I have been reading some interesting blogging about a recent incident involving Cynthia Mckinney and her recent altercation with a security guard on the hill. This post is not about that incident as I don’t really have much of an opinion about it since I don’t feel that enough information has been presented for me to judge her or the security guard in question.

This is a post about the subtle racism and sexism that I see in others and maybe even in myself a little bit. I am not talking about the overt racism like the comments of Neal Boortz but rather just the things that are hard to notice. I have noticed that a lot of blogs on the right have picked up on this incident and part of me wonders if their focus might be related to race. But then I also think that if my representative in congress (John Dingell) were to do something similar, it would probably get a similar amount of attention. I think so but I don’t know so.

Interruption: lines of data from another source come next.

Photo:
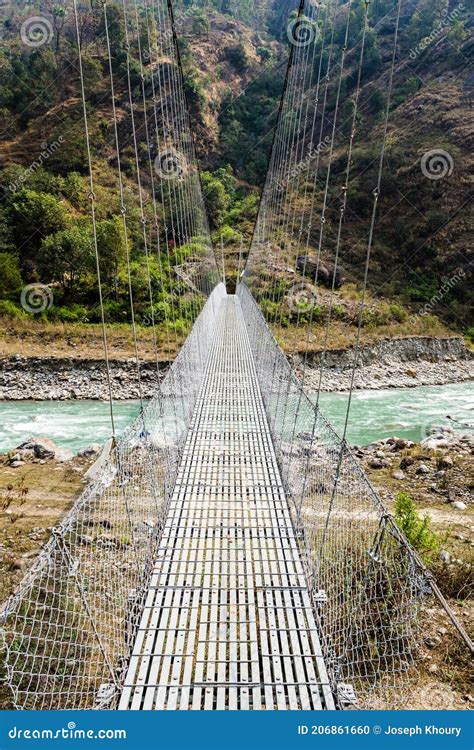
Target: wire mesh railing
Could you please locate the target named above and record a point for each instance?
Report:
(69, 629)
(369, 587)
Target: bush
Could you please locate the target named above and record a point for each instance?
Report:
(237, 57)
(416, 529)
(10, 310)
(72, 314)
(398, 313)
(10, 277)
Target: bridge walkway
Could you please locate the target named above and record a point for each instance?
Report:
(228, 622)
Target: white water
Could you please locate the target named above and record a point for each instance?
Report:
(405, 412)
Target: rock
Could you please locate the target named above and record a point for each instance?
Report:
(400, 443)
(446, 462)
(91, 450)
(422, 469)
(63, 454)
(42, 447)
(309, 266)
(86, 539)
(376, 464)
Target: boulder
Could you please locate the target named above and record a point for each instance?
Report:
(446, 462)
(42, 447)
(422, 469)
(307, 265)
(63, 454)
(90, 450)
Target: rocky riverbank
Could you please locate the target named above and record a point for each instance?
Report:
(397, 363)
(54, 378)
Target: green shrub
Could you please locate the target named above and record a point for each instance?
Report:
(416, 529)
(237, 57)
(10, 277)
(72, 314)
(398, 313)
(10, 310)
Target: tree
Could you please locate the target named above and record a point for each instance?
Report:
(10, 276)
(216, 198)
(66, 257)
(34, 216)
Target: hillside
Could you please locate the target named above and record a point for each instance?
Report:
(234, 64)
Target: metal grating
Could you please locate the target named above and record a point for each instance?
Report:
(228, 622)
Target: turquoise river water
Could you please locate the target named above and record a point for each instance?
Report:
(405, 412)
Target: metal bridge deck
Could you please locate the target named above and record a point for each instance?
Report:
(228, 622)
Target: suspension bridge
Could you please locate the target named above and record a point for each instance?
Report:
(230, 553)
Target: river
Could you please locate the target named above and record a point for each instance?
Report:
(405, 412)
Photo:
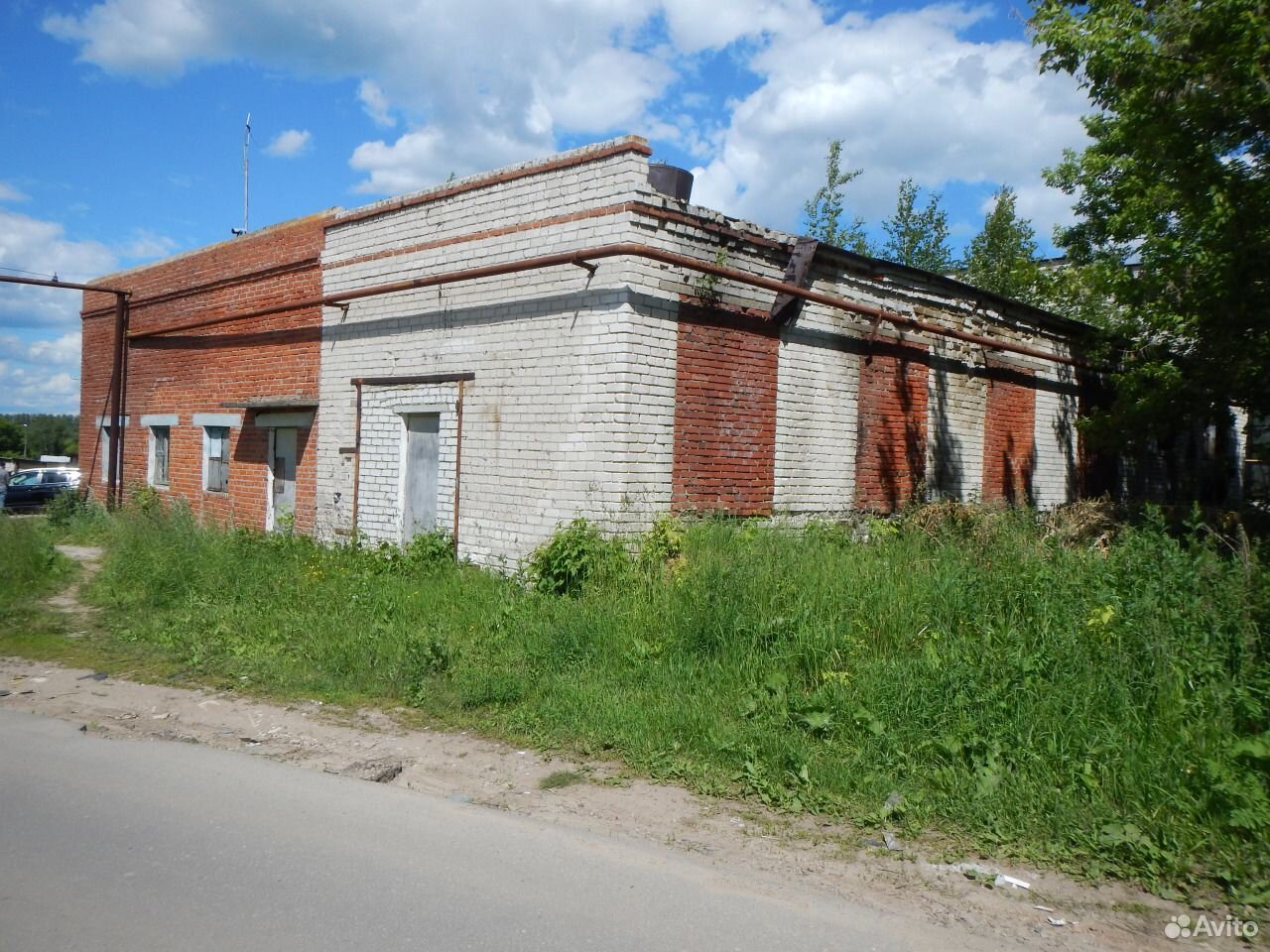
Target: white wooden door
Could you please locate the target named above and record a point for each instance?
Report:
(420, 483)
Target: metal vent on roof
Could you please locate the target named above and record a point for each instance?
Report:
(671, 180)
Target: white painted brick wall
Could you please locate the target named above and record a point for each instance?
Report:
(572, 405)
(1055, 476)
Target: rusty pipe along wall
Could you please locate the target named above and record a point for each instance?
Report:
(583, 258)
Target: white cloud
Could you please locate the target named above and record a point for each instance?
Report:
(290, 144)
(153, 39)
(695, 26)
(39, 246)
(59, 352)
(32, 390)
(40, 353)
(146, 246)
(499, 72)
(910, 98)
(492, 81)
(375, 103)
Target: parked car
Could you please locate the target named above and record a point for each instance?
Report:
(32, 489)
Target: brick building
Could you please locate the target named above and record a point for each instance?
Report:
(559, 338)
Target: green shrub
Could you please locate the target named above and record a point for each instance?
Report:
(572, 556)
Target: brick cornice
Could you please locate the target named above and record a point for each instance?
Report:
(638, 148)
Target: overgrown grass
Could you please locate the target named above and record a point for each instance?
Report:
(30, 566)
(1102, 708)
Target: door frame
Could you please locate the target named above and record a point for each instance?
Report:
(403, 413)
(271, 515)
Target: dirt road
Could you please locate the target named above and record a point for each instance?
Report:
(738, 841)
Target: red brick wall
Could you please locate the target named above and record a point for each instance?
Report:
(1008, 438)
(890, 453)
(199, 371)
(724, 414)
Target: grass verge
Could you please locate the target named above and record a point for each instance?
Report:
(1100, 708)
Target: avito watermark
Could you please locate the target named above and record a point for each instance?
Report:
(1183, 927)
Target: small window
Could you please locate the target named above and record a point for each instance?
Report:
(216, 458)
(160, 443)
(105, 454)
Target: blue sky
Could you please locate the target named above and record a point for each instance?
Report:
(122, 121)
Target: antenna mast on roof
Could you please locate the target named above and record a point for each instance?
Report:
(246, 172)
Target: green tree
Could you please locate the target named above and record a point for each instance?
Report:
(825, 211)
(1178, 180)
(917, 238)
(1002, 258)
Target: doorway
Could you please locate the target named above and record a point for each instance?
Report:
(282, 498)
(420, 477)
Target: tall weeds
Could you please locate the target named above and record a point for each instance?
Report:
(1102, 707)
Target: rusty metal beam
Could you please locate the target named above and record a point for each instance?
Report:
(620, 250)
(67, 285)
(118, 375)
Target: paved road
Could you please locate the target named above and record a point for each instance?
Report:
(113, 844)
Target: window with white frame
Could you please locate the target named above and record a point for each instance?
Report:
(160, 444)
(216, 458)
(104, 458)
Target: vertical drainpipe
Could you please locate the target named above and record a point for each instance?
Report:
(114, 465)
(357, 454)
(458, 460)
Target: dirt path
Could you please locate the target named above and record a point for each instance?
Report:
(735, 839)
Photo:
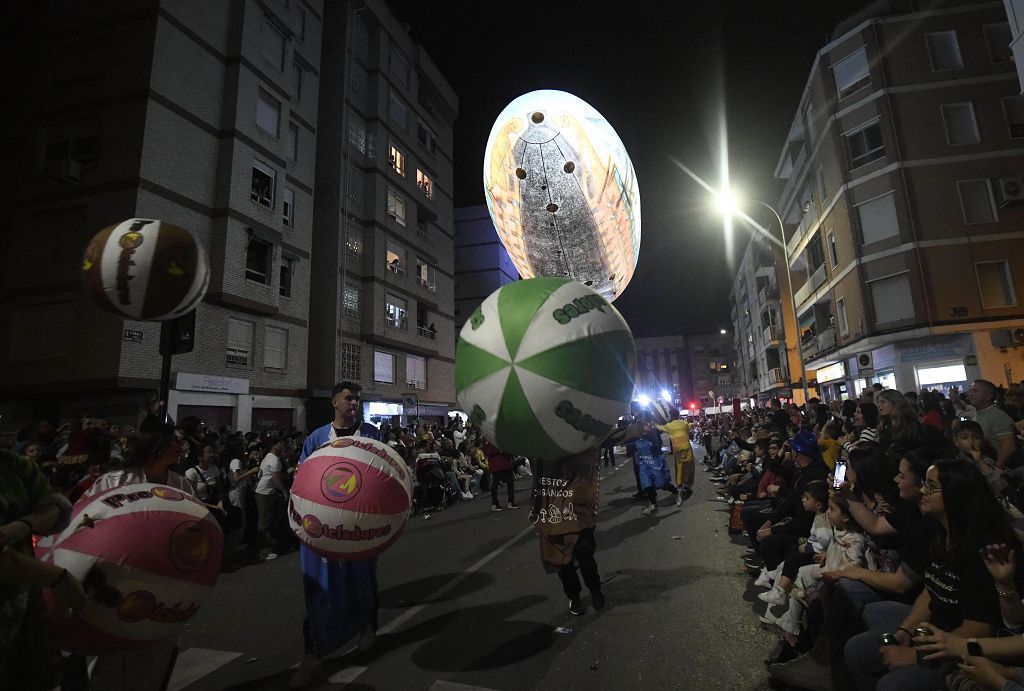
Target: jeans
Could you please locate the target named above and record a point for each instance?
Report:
(863, 657)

And then there is the outcry in many of these blogs that if McKinney dares to suggest that this incident *could* be related to race she is “playing the race card” or whatever. Maybe she is. Maybe they are correctly pointing out one small bit of black privilege. I think about how reaction would be different if a white male congress person did the same thing. He wouldn’t be able to say that the guard was stopping him because of his gender or race. But he also would know 100% that the guard didn’t stop him because of his gender or race. Mckinney simply doesn’t have the luxury of knowing that. The guard himself probably doesn’t know if his decision to stop her had anything to do with her gender or race because often such thinking is done on a purely subconscious level.

And why might McKinney “play the race card” so to speak. Maybe it is purely for political gain if that kind of rhetoric goes over well in her district. But maybe she really feels a sense of discrimination. There are 13 other black women in Congress out of 535 members of the House and Senate. That is not a representative sample of the total number of black women in this country. There are only three reasons why such a group is so under represented in such high power positions. Either white men really are superior to everyone else and are getting into Congress solely due to merit (unlikely), or white men are more likely to want to be in Congress than other groups (slightly more likely than the former theory but still pretty unlikely), or there is actually discrimination somewhere in the process (very likely).

I have no idea how to deal with this racism in our culture other than to talk about it and point it out where I see it. The big problem though is that there are probably a lot of areas where it exists and I don’t see it.